The war that began on April 15 has devastated wide swathes of Sudan and displaced more than 7.5 million people.
With the RSF appearing to gain the upper hand in the fight, the Intergovernmental Authority on Development, an African trade bloc, got Burhan and Dagalo, known as Hemedti, last month to agree to an in-person meeting.
But Burhan on Friday ruled that out and called his rival a “clown”, “traitor” and “coward”. He rejected the ceasefire deal Dagalo signed in Ethiopia’s capital, Addis Ababa, this week.

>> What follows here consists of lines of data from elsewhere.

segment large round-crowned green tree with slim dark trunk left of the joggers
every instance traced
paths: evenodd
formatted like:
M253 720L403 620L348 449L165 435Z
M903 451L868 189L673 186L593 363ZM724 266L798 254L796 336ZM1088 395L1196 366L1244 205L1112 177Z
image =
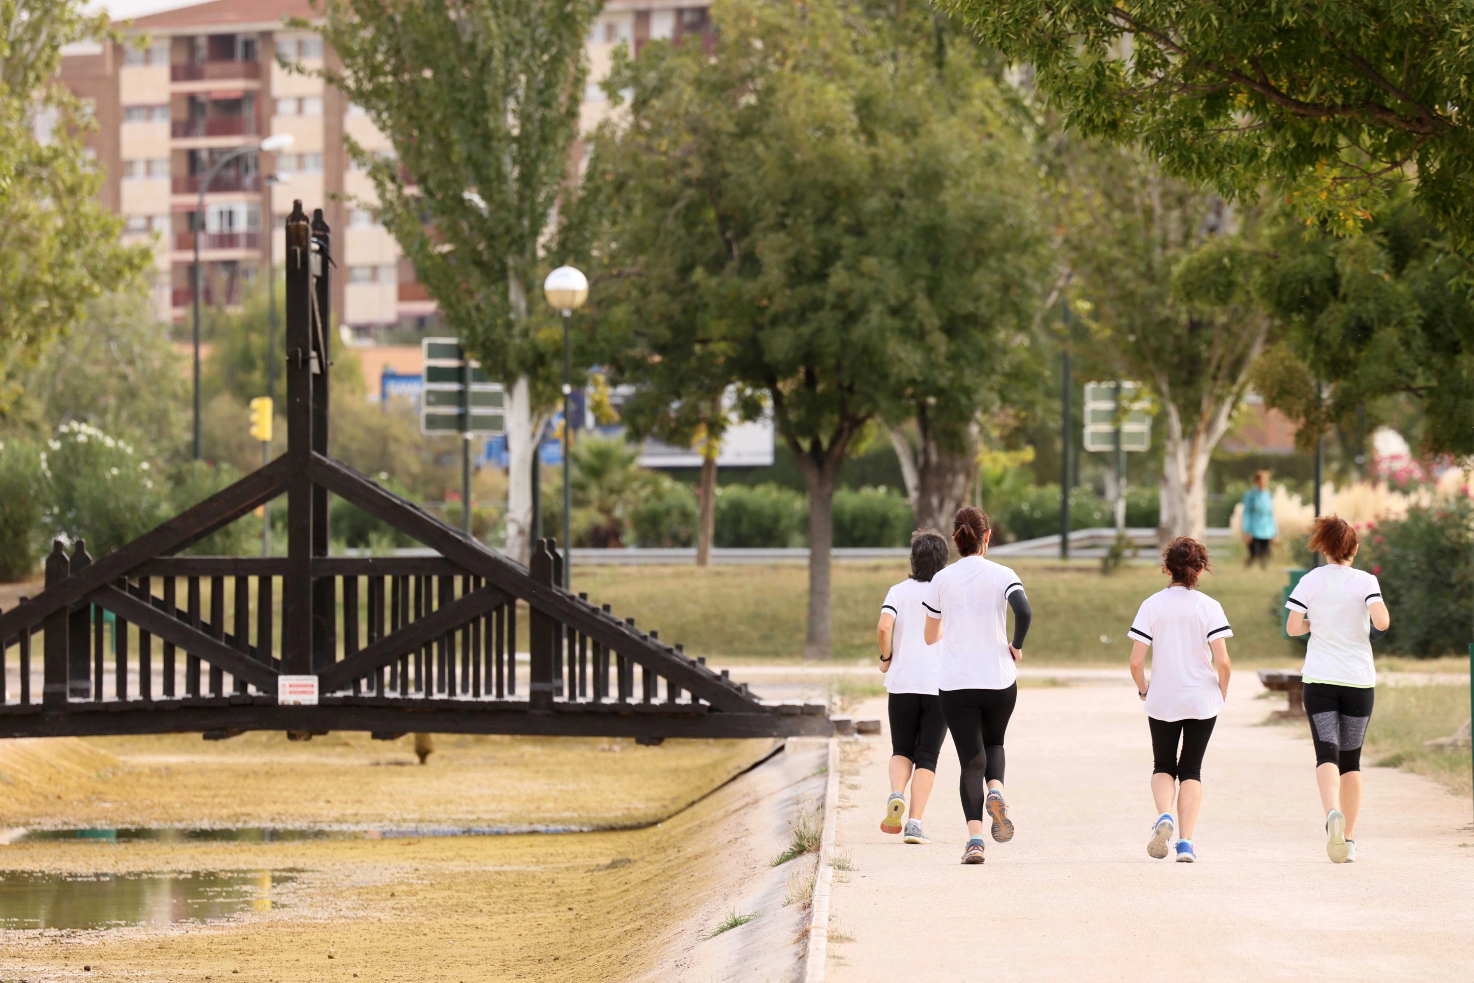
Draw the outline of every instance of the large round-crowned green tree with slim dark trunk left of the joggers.
M618 202L603 261L681 301L660 329L640 311L631 358L700 352L719 365L708 399L727 380L765 392L809 489L805 651L828 656L839 469L871 421L927 398L929 363L976 371L954 380L974 396L989 385L1035 233L991 83L939 57L908 19L923 15L733 0L712 16L709 52L652 44L616 65L606 88L628 109L588 169L612 190L588 193ZM1010 236L1008 259L979 268Z

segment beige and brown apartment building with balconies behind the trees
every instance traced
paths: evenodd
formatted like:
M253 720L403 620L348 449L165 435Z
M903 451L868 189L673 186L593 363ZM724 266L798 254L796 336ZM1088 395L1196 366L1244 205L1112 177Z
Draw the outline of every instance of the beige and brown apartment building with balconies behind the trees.
M196 223L203 301L230 307L268 264L280 264L282 220L292 199L302 199L320 205L333 228L340 323L366 340L385 329L432 329L435 302L394 237L374 223L373 184L343 137L385 153L392 144L336 88L282 68L279 55L305 68L333 59L318 35L286 28L284 18L311 21L314 12L307 0L211 0L139 18L121 44L68 53L62 81L94 108L97 130L88 141L106 174L102 197L124 217L125 242L155 243L161 315L189 317ZM610 0L588 34L585 131L607 111L597 80L609 71L615 46L638 52L650 40L709 29L705 6ZM146 47L139 47L140 38ZM290 134L292 146L234 156L203 189L199 214L208 171L276 134ZM582 144L575 153L582 155Z

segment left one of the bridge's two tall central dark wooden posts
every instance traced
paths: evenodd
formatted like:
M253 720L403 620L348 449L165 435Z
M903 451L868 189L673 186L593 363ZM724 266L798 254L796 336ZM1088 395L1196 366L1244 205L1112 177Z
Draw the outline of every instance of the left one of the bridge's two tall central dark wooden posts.
M312 228L302 202L286 217L287 573L282 578L282 672L312 672Z

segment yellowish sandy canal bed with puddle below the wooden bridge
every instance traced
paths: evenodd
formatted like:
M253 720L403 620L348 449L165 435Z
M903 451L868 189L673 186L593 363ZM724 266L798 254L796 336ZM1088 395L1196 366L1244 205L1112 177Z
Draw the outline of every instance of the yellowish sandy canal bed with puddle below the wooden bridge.
M789 780L762 791L747 778L724 787L777 741L640 747L441 735L436 744L422 768L408 737L0 743L0 828L10 828L0 837L10 840L0 846L0 877L234 871L262 886L254 906L217 921L0 931L0 979L638 979L682 939L694 943L693 918L724 911L734 856L752 871L766 867L777 840L753 842L744 821L756 803L777 815L792 797ZM83 842L15 833L37 827L397 836ZM444 827L634 828L402 834Z

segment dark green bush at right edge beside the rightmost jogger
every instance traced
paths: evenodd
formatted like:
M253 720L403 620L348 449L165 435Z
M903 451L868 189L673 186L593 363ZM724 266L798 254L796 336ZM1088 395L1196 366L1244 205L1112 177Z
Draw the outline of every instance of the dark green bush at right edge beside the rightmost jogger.
M1356 566L1381 582L1391 628L1378 650L1405 656L1468 651L1474 618L1474 503L1459 495L1362 532Z

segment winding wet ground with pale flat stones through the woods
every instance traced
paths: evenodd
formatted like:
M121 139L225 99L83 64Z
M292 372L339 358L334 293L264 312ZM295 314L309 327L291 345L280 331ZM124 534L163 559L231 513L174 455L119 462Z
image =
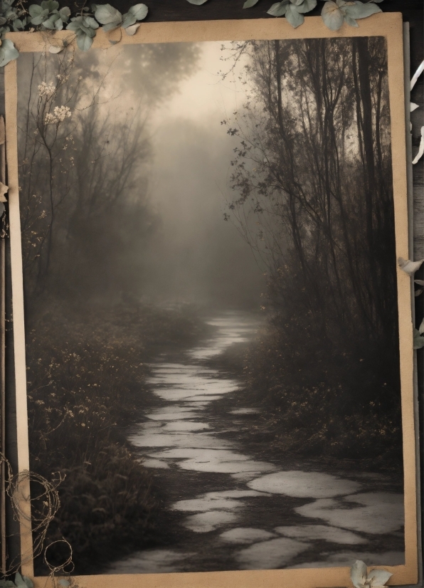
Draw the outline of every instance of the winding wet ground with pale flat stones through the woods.
M403 564L403 495L390 476L329 471L264 448L259 455L240 441L260 415L231 406L238 380L205 360L253 337L259 323L235 313L209 322L207 342L152 366L157 405L129 435L154 471L173 539L107 572ZM217 411L224 397L227 409Z

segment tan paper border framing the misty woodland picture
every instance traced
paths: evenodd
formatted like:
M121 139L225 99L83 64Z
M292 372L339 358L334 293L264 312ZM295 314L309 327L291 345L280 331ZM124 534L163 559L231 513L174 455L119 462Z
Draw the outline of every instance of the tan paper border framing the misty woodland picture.
M93 48L110 49L110 40L122 31L104 33L99 29ZM339 38L384 36L388 46L388 87L391 112L391 149L395 206L396 257L408 258L408 203L406 183L406 129L403 89L403 29L401 13L375 14L360 21L359 28L344 24L329 31L319 16L307 17L300 28L285 19L239 21L197 21L142 23L134 36L122 34L121 43L166 43L179 41L243 41L247 39ZM8 33L19 51L46 51L50 45L73 42L70 31L57 33ZM116 46L115 46L116 47ZM25 331L23 323L23 278L18 202L17 157L17 68L16 61L5 68L6 142L9 176L11 226L12 296L14 309L14 354L18 427L18 468L27 470L28 420L26 409ZM396 263L393 260L393 263ZM405 493L406 564L385 567L393 576L389 585L418 582L418 552L415 492L415 431L413 410L413 325L410 278L397 268L398 315L401 351L401 394ZM26 530L21 521L21 531ZM21 535L23 556L31 550L28 531ZM33 576L32 561L23 557L22 572ZM370 562L372 564L372 562ZM80 588L334 588L351 586L348 567L319 569L269 569L237 572L178 572L173 574L119 574L75 577ZM45 577L36 577L36 588L51 587Z

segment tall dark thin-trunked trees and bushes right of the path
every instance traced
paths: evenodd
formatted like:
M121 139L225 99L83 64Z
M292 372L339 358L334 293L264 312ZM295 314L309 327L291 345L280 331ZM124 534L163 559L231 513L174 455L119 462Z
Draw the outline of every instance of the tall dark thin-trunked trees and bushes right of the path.
M361 458L396 448L401 460L381 43L233 46L247 53L252 90L236 118L223 121L240 137L226 219L267 268L270 322L246 358L247 389L270 407L265 429L275 443L305 454Z

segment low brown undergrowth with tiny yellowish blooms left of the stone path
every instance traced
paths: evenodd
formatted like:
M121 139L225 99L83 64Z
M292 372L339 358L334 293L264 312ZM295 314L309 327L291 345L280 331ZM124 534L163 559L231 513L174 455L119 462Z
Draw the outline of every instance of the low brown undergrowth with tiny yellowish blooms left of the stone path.
M191 342L200 332L184 310L95 305L82 312L53 300L38 309L27 333L31 469L65 478L48 541L70 542L77 573L154 539L153 478L123 431L146 407L157 345ZM63 561L62 549L50 548L52 564ZM36 566L46 572L41 561Z

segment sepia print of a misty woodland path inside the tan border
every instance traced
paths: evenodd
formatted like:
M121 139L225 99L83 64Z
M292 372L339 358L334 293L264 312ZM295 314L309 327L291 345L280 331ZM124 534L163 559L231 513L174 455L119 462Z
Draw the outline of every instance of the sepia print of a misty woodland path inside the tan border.
M46 545L78 575L405 565L387 37L16 68Z

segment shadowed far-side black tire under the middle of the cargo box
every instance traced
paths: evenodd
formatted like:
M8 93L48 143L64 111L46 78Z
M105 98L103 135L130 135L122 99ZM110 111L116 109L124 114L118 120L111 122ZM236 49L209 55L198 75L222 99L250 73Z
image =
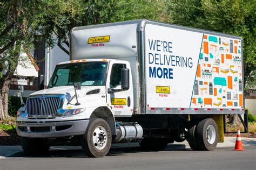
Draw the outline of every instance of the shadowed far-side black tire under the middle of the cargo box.
M145 138L139 143L142 150L146 151L163 151L168 145L166 138Z

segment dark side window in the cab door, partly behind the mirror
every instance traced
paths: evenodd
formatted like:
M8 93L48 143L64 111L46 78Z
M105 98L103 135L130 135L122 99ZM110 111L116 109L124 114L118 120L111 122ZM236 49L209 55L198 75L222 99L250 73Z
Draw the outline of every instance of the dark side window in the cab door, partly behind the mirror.
M116 88L121 85L121 70L126 68L125 64L113 64L110 74L110 87Z

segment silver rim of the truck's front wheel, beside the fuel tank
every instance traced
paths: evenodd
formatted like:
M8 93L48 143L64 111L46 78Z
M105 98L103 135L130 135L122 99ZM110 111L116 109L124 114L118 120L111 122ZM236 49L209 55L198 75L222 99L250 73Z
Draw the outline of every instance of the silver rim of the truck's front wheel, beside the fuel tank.
M92 133L93 145L98 150L103 150L107 143L107 133L105 128L98 126Z

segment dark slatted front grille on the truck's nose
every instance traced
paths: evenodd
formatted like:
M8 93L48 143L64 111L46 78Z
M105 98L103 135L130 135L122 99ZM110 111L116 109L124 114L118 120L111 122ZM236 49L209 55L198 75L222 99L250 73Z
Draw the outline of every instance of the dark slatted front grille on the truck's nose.
M31 97L26 100L28 116L55 115L60 105L60 97L41 96Z

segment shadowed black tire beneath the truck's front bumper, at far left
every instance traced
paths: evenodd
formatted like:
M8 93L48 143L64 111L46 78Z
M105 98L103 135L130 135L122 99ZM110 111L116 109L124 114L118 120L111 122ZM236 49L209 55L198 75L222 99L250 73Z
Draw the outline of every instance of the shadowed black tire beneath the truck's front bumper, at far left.
M50 149L48 141L44 138L22 137L21 144L26 155L46 154Z

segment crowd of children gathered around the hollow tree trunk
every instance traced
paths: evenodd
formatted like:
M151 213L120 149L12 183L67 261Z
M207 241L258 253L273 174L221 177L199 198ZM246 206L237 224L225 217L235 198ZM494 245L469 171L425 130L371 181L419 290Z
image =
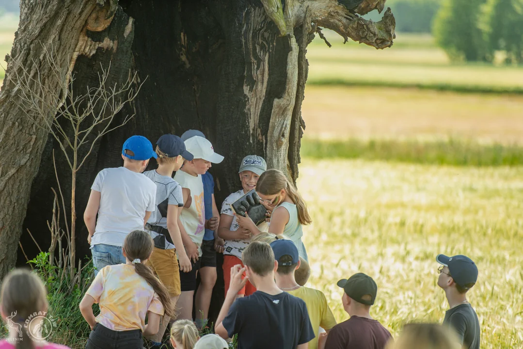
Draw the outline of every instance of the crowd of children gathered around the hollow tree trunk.
M144 172L151 157L157 168ZM224 340L234 335L238 348L392 345L390 332L370 317L377 295L371 277L358 273L338 282L350 315L340 324L323 292L304 286L310 268L302 226L311 218L292 182L281 171L267 170L262 157L244 157L238 170L242 188L224 200L220 213L208 170L223 156L202 132L165 134L155 150L145 137L133 136L123 144L122 159L122 167L97 174L84 212L95 267L95 279L79 305L92 329L86 348L141 349L144 338L161 347L169 323L172 346L183 349L228 348ZM267 222L261 224L232 209L253 189L267 210ZM217 253L224 254L226 296L214 325L216 334L200 339L198 330L207 326L217 280ZM438 285L446 290L453 310L445 322L458 332L460 326L464 329L462 344L479 347L477 316L464 298L476 281L477 268L464 256L440 255L437 260L444 265ZM27 290L32 294L6 306L15 279L21 277L34 284L34 290ZM23 309L20 302L30 303L30 310L46 311L42 297L41 282L17 271L3 283L2 317ZM96 317L94 303L100 308Z

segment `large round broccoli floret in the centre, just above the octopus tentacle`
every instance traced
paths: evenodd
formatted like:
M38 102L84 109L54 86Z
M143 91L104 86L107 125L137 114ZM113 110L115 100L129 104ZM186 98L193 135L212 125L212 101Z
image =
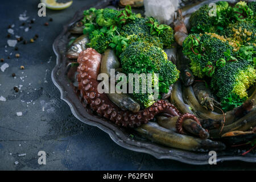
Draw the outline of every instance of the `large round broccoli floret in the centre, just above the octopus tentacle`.
M131 43L120 55L123 73L154 73L159 74L159 92L168 92L171 84L179 78L179 71L176 66L168 60L166 53L163 49L154 46L154 44L147 42L134 42ZM152 96L146 94L135 94L135 97L141 98L140 101L145 107L152 104ZM150 98L150 100L144 98Z

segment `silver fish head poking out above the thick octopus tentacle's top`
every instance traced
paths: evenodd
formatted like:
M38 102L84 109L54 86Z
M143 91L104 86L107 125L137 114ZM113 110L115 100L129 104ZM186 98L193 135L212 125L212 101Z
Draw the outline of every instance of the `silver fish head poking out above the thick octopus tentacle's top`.
M79 53L86 49L86 44L89 42L87 35L81 35L69 47L66 56L69 59L77 59Z

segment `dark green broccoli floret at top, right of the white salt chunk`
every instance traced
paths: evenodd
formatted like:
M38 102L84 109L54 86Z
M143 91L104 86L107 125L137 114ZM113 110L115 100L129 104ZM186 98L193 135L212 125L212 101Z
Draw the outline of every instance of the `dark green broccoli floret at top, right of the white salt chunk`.
M232 8L228 2L219 1L216 3L216 16L209 16L212 7L201 6L199 10L192 13L189 23L191 31L196 33L221 32L227 26L227 22L232 18Z

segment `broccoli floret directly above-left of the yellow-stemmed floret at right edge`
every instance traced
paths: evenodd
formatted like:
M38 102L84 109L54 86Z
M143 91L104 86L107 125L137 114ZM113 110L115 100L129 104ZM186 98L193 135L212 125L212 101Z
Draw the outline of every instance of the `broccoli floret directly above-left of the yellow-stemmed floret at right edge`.
M190 34L183 42L183 53L191 60L191 70L195 76L212 76L216 63L226 59L224 52L234 56L233 47L223 36L217 34ZM229 59L229 57L227 57Z

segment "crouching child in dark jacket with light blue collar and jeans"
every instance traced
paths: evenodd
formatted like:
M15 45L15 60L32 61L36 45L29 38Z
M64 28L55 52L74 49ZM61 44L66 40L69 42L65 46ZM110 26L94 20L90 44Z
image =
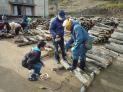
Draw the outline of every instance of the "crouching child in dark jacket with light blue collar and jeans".
M32 48L31 52L29 54L25 55L25 58L27 57L27 66L30 70L28 79L30 81L37 81L40 76L40 70L42 66L44 66L44 63L41 61L41 51L43 51L45 48L46 43L44 41L40 41L36 47Z

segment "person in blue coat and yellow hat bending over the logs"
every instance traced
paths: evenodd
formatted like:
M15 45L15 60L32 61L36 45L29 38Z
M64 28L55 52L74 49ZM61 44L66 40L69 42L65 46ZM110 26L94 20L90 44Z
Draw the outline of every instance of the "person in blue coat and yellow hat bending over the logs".
M73 63L70 67L70 70L76 69L78 59L80 59L80 68L84 70L87 52L87 49L85 47L85 41L88 39L89 34L79 24L79 22L72 19L66 19L63 23L63 26L65 30L71 32L71 39L66 43L66 51L74 43L74 46L71 49Z

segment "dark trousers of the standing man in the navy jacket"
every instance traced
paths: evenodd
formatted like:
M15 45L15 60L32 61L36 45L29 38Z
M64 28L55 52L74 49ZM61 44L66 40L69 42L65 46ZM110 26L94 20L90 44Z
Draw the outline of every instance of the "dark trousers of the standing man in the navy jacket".
M55 41L53 39L53 43L54 43L54 49L55 49L55 52L54 52L55 53L55 59L57 61L60 61L59 51L58 51L59 47L60 47L61 52L62 52L62 58L64 59L65 56L66 56L65 49L64 49L64 38L61 37L61 40L60 41Z

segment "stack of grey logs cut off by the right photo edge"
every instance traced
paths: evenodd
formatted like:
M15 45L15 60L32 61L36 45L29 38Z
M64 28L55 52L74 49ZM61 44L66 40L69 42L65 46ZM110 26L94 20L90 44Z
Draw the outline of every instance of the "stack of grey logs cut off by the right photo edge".
M123 62L123 23L120 23L117 31L111 35L109 41L110 43L106 44L105 47L110 50L117 62Z

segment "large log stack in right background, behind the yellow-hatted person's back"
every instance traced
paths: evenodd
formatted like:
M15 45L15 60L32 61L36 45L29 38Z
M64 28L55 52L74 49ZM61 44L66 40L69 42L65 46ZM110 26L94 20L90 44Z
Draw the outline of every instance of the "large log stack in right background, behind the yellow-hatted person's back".
M111 34L118 26L118 19L115 18L84 18L78 19L83 26L94 37L94 43L106 43L111 37Z

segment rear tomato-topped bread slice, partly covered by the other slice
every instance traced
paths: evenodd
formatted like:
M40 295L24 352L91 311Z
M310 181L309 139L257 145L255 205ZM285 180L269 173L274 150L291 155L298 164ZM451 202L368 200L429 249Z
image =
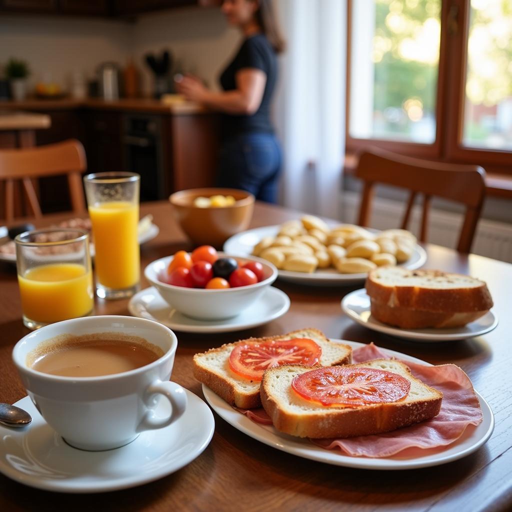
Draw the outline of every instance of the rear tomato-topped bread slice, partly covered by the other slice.
M306 364L306 368L347 365L349 345L331 342L318 329L248 338L194 356L194 376L222 399L241 409L261 407L263 372L273 365Z

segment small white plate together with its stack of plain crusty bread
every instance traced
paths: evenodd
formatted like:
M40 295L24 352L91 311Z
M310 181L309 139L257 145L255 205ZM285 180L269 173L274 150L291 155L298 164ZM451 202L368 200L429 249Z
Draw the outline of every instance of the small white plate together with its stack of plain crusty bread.
M467 275L381 267L368 274L365 286L347 294L342 309L378 332L441 342L480 336L498 325L487 285Z

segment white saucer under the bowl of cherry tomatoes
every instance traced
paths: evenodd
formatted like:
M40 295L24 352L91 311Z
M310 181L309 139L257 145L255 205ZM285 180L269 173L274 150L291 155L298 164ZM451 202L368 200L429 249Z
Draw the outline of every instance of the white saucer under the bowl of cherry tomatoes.
M130 313L139 318L154 320L175 331L203 333L240 331L268 324L283 316L289 308L288 295L272 286L239 315L218 321L197 320L176 311L163 300L153 286L136 293L128 304Z

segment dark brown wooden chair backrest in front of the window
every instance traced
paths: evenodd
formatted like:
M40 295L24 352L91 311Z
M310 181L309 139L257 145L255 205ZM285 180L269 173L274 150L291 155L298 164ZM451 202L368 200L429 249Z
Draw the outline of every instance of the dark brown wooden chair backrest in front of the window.
M470 252L485 197L485 171L482 167L418 160L372 149L360 155L355 175L364 181L358 219L360 226L369 223L377 183L406 188L410 190L410 196L401 228L407 229L418 194L423 195L421 242L426 242L427 238L432 196L462 203L466 206L466 213L457 250Z

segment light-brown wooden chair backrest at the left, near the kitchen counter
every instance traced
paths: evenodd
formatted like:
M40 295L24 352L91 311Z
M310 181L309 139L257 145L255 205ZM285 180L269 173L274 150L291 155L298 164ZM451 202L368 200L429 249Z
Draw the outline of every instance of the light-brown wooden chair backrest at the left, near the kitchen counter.
M23 183L28 202L35 218L42 216L32 180L46 176L67 175L71 205L76 213L83 212L81 173L87 169L86 154L78 140L29 149L0 150L0 182L4 182L5 218L14 218L14 183Z

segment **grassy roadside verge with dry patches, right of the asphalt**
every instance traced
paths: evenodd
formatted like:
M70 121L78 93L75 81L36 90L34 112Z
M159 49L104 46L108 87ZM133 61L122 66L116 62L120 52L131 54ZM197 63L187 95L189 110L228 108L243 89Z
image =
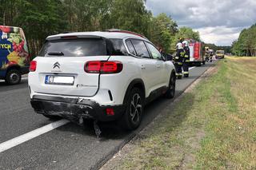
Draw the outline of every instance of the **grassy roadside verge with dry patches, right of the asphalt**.
M256 169L255 68L251 57L219 61L105 168Z

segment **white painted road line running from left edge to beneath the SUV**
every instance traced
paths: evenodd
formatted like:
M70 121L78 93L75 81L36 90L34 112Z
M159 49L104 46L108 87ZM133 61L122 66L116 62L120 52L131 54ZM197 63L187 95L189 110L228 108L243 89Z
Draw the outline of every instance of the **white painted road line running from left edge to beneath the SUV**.
M34 137L40 136L46 132L50 132L51 130L54 130L55 128L58 128L62 125L66 125L70 121L67 121L65 119L62 119L60 121L55 121L49 125L45 125L42 128L37 128L31 132L27 132L21 136L17 136L11 140L7 140L0 144L0 153L4 152L10 148L13 148L14 146L17 146L18 144L22 144L26 142L27 140L31 140Z

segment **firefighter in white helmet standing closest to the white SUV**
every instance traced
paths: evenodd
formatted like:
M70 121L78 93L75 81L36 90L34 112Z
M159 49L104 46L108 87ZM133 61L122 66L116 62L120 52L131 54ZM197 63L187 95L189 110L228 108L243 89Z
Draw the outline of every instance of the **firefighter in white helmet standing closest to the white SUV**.
M178 79L182 79L182 61L184 57L184 49L182 48L182 43L178 42L176 45L176 56L174 58L174 65L176 69L176 76Z

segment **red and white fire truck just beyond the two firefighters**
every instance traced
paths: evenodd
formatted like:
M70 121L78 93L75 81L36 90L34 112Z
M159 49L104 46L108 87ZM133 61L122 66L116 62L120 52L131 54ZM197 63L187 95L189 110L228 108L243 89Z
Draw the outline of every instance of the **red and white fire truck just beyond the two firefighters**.
M204 65L206 60L202 52L202 42L190 42L190 65Z

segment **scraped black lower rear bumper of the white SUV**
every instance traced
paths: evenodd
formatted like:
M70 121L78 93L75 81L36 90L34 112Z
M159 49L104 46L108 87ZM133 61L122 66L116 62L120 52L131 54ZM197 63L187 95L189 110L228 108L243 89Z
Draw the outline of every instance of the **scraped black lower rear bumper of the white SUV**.
M30 101L36 113L64 117L70 121L82 118L97 121L115 121L122 117L124 105L101 106L89 99L49 97L35 95ZM114 113L107 114L106 109L113 109Z

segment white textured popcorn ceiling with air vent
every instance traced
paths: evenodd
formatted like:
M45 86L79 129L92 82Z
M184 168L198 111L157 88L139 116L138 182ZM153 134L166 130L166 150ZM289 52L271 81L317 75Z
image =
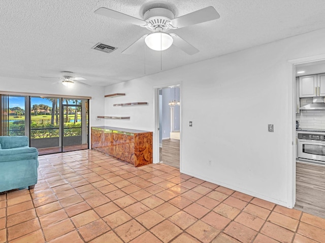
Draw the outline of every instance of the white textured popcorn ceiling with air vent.
M176 17L213 6L220 19L172 30L200 50L192 56L172 46L155 52L143 45L121 52L146 28L94 14L100 7L136 18L152 7ZM1 0L0 76L53 83L61 71L106 86L189 63L325 28L323 0ZM92 50L97 43L118 49Z

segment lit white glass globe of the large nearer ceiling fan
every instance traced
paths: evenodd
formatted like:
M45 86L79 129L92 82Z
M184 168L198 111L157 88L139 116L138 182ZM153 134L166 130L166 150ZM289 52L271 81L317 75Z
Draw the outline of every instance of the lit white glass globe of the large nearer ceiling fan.
M164 51L173 44L173 37L165 32L153 32L144 39L146 45L154 51Z

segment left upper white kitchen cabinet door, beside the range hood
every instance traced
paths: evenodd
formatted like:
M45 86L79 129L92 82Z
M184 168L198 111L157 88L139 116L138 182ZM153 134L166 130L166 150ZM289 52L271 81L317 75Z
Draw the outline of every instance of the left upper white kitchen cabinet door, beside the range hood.
M299 77L299 97L315 97L318 94L317 74Z

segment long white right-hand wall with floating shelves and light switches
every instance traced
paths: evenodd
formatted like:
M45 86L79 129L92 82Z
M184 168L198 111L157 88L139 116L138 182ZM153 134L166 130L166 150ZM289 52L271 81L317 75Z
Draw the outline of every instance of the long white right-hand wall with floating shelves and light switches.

Burhan also criticised leaders of African countries including South Africa, Ethiopia and Kenya who received Dagalo as a statesman during visits this week and Sudanese politicians who met him in Ethiopia.
“He is humiliating the Sudanese people, he is killing them, insulting them, and some people are clapping for him and laughing with him,” Burhan said.
The RSF has faced growing popular resistance in northern Sudan after it last month raided Gezira State and ransacked farming villages.
Burhan said he would arm Sudanese people who wanted to fight the RSF and urged them to join the military. The country faces the threat of falling under “bondage and colonialism,” Burhan said. It was an apparent reference to the United Arab Emirates, which the army accuses of supporting the RSF.
Dagalo has shared photos in which he was disembarking from a jet owned by an Emirati airline that flight records show has gone to the places on his regional tour.